Focused on handling time series

The fundamental object class handled in the climex package is the time series class xts or lists of class xts objects. This allows the user to harness all the additional functions tailored for the analysis of time series, e.g. those of the lubridate package. It also includes a couple of convenience functions often used within the extreme value analysis, like blocking, application of a threshold, declustering, deseasonalization etc.

To build a decent foundation of climatological data your analysis can rely on, I wrote the package dwd2r, which downloads large amounts of data from the FTP server of the German weather service (DWD) and converts them into a format usable within R. For more details see the corresponding post.

Shiny-based web application

Since it’s quite cumbersome to handle dozens, not to mention many hundreds of time series, I also wrote a Shiny-based web application in the package climexUI to perform the EVA on the individual series.

leaflet-tab

It features two different tabs. The first one holds a leaflet map the user can interactively choose the station she want to perform the analysis on from. Also the most important information concerning the chosen series is displayed in a box.

time-series-tab

The second tab provides full control over all steps involved in the fitting of the station data via an intuitive GUI in a persistent way (changes will be applied to the analysis of all following time series). You can e.g. pick either the GEV or GP distribution, exclude single points or whole parts of a time series from the analysis, or calculate the return level for the minimum values instead of the maximum ones.

A detailed description of the different features is given in the corresponding vignette.

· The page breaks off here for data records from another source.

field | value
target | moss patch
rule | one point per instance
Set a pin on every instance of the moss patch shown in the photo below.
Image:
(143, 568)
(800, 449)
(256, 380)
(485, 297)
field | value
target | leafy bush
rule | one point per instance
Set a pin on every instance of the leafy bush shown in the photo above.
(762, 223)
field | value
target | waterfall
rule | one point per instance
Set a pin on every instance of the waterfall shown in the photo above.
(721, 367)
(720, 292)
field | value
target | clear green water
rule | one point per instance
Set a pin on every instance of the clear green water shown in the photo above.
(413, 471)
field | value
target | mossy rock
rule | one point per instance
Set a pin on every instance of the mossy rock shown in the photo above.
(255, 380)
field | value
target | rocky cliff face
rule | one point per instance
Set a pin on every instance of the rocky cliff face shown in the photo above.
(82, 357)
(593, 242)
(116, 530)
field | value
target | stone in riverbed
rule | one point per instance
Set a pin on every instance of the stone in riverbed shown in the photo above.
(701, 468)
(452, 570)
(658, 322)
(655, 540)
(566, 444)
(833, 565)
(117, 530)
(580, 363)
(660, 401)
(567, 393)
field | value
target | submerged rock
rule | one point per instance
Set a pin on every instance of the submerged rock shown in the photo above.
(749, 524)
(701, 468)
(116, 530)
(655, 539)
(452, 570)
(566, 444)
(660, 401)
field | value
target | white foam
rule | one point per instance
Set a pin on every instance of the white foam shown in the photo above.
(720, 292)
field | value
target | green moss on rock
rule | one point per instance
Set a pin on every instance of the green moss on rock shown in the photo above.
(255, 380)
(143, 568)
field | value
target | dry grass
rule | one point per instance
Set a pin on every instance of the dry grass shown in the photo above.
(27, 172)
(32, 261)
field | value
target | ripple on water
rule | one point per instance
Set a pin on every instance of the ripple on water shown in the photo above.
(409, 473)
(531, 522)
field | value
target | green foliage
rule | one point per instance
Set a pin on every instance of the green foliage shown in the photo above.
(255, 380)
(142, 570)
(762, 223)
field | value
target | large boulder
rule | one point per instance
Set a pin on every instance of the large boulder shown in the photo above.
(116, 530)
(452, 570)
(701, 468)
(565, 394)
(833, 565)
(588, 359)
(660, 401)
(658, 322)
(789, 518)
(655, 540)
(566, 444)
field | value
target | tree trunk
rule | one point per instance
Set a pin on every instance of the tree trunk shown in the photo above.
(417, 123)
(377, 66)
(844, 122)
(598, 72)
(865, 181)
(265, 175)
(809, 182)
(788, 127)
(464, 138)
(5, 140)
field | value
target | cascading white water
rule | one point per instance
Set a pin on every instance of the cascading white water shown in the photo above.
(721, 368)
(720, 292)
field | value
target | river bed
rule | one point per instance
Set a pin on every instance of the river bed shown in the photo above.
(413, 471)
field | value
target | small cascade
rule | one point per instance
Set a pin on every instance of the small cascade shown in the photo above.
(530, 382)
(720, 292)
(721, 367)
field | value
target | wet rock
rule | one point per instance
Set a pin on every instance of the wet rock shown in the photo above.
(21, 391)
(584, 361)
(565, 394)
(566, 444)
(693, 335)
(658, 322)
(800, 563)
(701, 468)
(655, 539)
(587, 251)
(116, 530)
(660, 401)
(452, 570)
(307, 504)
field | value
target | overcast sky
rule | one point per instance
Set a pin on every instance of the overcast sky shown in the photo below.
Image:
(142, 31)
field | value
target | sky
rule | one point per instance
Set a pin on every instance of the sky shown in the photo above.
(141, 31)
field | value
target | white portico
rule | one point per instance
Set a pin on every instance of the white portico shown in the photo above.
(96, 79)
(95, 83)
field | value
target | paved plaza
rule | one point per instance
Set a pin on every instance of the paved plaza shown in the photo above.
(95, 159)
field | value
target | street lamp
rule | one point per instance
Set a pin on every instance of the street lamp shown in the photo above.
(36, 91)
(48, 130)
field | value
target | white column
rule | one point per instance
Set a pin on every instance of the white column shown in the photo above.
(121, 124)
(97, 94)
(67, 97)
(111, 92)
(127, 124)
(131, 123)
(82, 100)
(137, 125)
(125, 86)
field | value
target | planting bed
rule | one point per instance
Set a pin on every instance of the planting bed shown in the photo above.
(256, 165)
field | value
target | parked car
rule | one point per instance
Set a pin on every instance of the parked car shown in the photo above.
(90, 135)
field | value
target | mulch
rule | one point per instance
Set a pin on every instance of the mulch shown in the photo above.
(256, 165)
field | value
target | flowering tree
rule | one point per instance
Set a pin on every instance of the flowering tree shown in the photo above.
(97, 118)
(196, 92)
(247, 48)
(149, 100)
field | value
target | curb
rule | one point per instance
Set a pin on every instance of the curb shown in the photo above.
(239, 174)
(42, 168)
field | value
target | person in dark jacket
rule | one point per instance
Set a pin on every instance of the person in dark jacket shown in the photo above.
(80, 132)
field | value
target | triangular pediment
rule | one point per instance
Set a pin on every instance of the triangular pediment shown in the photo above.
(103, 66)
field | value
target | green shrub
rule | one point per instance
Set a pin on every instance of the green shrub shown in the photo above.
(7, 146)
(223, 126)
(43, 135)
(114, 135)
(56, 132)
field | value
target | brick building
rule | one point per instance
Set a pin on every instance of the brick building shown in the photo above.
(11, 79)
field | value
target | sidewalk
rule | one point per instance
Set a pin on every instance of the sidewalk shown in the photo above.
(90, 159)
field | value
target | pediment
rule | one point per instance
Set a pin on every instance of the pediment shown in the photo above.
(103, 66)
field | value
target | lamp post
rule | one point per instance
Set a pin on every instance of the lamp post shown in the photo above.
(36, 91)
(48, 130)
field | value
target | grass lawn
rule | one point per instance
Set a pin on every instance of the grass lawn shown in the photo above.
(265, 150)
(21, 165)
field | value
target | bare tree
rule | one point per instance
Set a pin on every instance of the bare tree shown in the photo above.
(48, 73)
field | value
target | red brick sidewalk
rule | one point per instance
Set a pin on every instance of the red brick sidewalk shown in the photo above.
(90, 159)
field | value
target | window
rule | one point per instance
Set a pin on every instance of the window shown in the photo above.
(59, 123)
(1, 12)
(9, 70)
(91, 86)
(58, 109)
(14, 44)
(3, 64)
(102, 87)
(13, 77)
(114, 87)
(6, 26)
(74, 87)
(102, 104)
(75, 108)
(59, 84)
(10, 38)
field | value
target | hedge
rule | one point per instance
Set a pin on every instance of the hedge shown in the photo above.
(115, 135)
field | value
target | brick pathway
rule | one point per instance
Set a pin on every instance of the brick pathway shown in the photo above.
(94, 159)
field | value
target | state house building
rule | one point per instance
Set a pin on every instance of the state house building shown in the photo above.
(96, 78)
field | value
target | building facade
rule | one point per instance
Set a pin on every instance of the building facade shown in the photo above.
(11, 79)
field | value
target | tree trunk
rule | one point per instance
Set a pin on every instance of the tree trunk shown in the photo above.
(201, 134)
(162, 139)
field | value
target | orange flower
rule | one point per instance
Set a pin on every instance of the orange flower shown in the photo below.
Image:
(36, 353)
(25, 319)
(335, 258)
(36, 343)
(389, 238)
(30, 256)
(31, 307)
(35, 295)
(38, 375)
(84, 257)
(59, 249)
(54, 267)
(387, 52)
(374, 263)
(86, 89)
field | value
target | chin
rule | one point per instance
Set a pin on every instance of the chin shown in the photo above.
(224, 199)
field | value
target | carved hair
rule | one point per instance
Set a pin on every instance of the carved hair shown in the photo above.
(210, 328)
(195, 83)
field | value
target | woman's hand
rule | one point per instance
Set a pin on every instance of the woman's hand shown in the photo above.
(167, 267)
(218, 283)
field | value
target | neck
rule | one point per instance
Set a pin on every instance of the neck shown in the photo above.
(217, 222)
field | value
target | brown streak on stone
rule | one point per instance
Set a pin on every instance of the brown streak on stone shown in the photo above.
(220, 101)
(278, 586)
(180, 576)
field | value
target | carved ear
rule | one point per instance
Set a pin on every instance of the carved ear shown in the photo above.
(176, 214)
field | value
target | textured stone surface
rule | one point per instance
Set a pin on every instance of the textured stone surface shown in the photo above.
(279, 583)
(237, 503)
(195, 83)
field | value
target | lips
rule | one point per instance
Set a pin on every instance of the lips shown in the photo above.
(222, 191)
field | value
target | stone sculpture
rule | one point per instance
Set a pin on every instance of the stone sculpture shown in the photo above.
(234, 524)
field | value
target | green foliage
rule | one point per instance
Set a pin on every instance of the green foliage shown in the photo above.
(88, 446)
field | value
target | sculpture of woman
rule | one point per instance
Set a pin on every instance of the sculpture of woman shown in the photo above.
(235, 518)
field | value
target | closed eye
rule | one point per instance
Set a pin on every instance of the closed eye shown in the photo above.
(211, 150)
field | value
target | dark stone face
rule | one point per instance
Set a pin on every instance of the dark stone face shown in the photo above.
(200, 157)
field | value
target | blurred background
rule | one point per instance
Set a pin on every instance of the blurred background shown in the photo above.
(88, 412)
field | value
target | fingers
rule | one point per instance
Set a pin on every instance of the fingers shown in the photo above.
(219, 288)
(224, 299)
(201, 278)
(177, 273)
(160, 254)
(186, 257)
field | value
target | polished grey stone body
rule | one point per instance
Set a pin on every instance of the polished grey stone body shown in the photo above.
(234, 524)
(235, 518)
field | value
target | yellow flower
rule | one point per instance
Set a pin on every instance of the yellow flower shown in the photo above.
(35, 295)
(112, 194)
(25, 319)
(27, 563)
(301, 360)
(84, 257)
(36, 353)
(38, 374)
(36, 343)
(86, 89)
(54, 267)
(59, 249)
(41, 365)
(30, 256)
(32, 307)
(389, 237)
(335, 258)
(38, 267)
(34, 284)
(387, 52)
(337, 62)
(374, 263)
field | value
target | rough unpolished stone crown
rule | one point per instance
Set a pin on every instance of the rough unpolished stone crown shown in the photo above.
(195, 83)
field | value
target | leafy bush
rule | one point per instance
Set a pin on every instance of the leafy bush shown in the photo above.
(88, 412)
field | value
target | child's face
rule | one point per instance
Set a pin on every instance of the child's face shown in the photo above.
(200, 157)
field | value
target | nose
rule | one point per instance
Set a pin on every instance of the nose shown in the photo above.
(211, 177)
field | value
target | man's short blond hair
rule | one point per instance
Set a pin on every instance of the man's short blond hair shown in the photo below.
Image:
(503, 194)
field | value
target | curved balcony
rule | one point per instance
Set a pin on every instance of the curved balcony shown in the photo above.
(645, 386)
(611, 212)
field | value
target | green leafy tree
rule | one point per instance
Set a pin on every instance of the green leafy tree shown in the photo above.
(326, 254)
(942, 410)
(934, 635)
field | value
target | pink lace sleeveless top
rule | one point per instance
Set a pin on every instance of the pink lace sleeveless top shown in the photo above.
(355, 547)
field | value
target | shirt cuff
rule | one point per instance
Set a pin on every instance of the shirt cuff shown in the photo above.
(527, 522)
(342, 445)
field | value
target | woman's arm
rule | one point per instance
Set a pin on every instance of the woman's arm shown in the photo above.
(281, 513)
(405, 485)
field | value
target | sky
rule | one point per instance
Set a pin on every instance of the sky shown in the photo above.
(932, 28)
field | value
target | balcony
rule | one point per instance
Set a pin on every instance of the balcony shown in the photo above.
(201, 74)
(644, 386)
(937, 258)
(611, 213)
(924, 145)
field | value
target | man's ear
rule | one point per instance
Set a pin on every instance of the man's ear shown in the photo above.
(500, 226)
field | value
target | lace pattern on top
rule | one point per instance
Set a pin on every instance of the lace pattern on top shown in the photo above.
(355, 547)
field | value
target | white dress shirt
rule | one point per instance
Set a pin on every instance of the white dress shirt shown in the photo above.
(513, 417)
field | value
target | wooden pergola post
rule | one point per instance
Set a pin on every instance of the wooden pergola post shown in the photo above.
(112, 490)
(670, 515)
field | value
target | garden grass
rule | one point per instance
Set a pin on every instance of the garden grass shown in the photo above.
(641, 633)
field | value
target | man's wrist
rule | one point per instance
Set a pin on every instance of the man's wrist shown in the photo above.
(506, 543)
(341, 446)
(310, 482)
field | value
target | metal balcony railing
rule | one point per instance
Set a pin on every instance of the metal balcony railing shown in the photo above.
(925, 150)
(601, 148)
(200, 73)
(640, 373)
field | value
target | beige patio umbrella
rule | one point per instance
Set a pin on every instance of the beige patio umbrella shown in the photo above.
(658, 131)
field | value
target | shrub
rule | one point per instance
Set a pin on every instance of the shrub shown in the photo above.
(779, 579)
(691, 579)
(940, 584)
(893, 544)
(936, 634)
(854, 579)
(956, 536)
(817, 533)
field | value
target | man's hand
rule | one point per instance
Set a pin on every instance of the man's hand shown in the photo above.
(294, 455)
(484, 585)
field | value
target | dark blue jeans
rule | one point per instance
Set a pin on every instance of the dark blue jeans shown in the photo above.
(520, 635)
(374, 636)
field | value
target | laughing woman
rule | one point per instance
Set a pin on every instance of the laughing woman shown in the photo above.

You are curious and want to try the package or the web application? Using the following link you can test the web application.

Installation

You clone the repository using your command line,

git clone https://gitlab.com/theGreatWhiteShark/climex

open a R shell in the newly created folder,

cd climex
R

and install the package using the devtools package.

devtools::install()

Usage

You are new to R? Then check out the compiled list of resources from RStudio or the official introduction.

A thorough introduction is provided for the general usage of the package and the Shiny-based web application, as mentioned beforehand.

When using this package in your own analysis, keep in mind that its functions expect your time series to be of class xts and not numeric!


Update 29.11.2018

Rewriting the post to cover the updated climex version 2.0.0.